KDE Releases Plasma 5
KDE Community (3396057) writes "KDE proudly announces the immediate availability of Plasma 5.0, providing a visually updated core desktop experience that is easy to use and familiar to the user. Plasma 5.0 introduces a new major version of KDE's workspace offering. The new Breeze artwork concept introduces cleaner visuals and improved readability. Central work-flows have been streamlined, while well-known overarching interaction patterns are left intact. Plasma 5.0 improves support for high-DPI displays and ships a converged shell, able to switch between user experiences for different target devices. Changes under the hood include the migration to a new, fully hardware-accelerated graphics stack centered around an OpenGL(ES) scenegraph. Plasma is built using Qt 5 and Frameworks 5."

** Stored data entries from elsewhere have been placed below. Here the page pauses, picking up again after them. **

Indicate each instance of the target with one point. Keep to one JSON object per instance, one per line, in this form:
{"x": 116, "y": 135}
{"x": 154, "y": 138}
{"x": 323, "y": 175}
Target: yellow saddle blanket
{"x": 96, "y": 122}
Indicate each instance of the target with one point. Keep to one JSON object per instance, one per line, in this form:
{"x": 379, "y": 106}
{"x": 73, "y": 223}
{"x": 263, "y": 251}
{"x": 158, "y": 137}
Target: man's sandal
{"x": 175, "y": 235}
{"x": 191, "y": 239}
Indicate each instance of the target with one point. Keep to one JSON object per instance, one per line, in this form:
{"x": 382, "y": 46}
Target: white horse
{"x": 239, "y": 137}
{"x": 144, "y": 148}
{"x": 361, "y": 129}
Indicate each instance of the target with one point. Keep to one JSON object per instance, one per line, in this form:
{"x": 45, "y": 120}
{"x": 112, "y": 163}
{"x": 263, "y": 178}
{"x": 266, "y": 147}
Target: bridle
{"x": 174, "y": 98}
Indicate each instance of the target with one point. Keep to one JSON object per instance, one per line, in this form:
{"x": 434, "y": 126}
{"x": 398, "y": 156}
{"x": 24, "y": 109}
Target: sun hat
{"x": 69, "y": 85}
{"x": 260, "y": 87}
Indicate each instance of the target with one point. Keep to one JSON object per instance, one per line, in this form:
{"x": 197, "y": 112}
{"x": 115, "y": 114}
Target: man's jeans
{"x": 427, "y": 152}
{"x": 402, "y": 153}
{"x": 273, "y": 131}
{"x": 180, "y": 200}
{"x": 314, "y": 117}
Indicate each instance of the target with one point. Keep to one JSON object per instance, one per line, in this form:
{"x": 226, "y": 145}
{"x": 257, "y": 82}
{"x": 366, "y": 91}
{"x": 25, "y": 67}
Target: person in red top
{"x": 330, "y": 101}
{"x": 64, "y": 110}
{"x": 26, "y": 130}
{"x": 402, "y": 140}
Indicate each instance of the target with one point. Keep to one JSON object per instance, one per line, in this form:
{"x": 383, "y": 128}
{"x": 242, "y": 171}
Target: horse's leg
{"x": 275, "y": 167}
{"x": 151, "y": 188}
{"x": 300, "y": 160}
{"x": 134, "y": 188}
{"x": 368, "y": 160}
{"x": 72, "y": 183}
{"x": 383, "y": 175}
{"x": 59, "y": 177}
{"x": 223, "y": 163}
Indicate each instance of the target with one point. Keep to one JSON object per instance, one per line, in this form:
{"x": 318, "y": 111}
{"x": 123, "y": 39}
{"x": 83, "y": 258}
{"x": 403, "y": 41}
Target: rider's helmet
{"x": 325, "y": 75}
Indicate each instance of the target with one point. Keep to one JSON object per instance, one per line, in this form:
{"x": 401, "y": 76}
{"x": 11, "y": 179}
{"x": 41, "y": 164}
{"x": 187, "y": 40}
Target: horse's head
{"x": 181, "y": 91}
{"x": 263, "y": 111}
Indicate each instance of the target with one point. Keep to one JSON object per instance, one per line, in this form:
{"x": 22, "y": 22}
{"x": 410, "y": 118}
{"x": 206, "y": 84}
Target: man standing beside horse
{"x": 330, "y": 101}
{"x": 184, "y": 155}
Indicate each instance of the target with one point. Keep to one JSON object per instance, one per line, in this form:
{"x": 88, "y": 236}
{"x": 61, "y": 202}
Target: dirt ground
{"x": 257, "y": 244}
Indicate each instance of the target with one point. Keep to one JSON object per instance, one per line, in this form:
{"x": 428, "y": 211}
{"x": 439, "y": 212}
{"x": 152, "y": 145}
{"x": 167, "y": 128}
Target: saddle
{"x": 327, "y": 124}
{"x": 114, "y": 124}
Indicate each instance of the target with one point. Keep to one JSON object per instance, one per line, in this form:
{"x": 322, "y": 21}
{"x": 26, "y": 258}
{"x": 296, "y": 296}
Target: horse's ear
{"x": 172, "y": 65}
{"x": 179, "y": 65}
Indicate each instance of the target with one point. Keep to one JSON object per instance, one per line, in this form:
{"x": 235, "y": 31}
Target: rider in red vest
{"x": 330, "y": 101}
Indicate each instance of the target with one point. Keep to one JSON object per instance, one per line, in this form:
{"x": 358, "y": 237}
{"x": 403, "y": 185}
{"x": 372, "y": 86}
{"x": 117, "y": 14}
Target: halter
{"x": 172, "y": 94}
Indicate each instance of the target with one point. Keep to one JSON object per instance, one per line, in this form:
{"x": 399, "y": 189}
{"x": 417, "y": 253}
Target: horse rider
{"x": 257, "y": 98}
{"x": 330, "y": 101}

sfcrazy reviewed the new desktop experience. It would appear the semantic desktop search features finally work even if you don't have an 8-core machine with an SSD.
Last time i tried it was called nepomuk. Did they rename the process? :)

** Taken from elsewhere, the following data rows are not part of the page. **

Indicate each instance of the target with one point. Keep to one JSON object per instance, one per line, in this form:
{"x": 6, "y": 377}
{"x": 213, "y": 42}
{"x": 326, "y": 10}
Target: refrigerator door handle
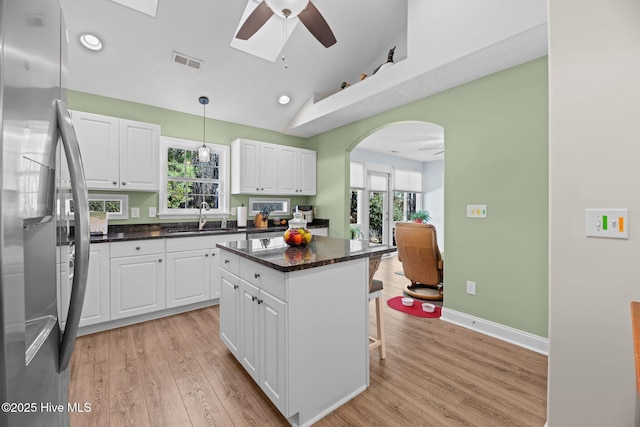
{"x": 81, "y": 232}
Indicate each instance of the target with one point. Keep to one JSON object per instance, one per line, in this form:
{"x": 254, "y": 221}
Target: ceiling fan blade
{"x": 316, "y": 24}
{"x": 255, "y": 21}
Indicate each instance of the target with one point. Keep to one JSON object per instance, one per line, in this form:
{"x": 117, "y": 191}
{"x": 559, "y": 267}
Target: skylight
{"x": 148, "y": 7}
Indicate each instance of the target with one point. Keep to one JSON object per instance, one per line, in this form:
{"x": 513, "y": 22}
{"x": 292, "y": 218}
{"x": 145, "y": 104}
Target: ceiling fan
{"x": 308, "y": 14}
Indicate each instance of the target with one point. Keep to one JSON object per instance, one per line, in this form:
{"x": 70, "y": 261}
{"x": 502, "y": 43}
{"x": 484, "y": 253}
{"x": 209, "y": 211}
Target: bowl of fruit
{"x": 297, "y": 233}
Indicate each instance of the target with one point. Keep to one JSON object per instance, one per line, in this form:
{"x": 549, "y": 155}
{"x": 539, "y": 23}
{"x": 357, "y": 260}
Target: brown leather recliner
{"x": 421, "y": 259}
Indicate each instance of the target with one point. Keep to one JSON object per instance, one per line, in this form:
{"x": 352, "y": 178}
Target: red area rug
{"x": 415, "y": 309}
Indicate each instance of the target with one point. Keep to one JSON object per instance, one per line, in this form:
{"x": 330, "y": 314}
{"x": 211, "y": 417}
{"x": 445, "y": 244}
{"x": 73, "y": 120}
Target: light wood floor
{"x": 176, "y": 372}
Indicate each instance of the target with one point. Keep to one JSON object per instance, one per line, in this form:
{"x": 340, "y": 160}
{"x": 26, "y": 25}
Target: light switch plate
{"x": 609, "y": 223}
{"x": 476, "y": 211}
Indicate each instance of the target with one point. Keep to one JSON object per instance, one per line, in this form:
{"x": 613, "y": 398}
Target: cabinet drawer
{"x": 136, "y": 247}
{"x": 263, "y": 277}
{"x": 182, "y": 244}
{"x": 230, "y": 262}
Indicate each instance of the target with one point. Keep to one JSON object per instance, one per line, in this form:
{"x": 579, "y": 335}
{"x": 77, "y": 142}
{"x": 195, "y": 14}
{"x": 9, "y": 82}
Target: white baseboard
{"x": 496, "y": 330}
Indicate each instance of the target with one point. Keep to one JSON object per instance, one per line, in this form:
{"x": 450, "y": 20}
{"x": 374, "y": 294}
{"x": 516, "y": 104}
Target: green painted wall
{"x": 178, "y": 125}
{"x": 496, "y": 153}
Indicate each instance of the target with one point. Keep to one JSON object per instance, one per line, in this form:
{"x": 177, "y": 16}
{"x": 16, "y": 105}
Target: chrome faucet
{"x": 202, "y": 218}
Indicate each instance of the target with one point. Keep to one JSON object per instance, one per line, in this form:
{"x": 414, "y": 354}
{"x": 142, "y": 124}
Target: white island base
{"x": 302, "y": 335}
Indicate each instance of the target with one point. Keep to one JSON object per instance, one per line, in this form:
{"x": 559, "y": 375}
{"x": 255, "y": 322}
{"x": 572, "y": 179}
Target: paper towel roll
{"x": 242, "y": 216}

Thank our KDE developers for their hard work. I'm really impressed by KDE and have used it a lot over the years.
I thought a "pro" meant anyone who gets paid for his work. I was paid for my work on Thwaite and RHDE: Furniture Fight , two NES homebrew games that I developed using GIMP, Python, ca65, and other pro quality development tools for GNU/Linux.
I love KDE, running it on all of my Linux systems, but WHO THE HELL comes up with these names? Nepomunk?? Baloo?? Silly names.. One thing: I see a PPA for Plasma 5 for KUbuntu.. umm.. how about for those of us who gave up Ubuntu and moved to the "mothership", namely Debian?? Would like to try Plasma 5 on my Debian Jessy laptop... but sure don't want to hoze up the current Plasma 4 install....
THANK YOU, Edward Snowden!! Americans owe you a debt of gratitude (whether they know it or not..)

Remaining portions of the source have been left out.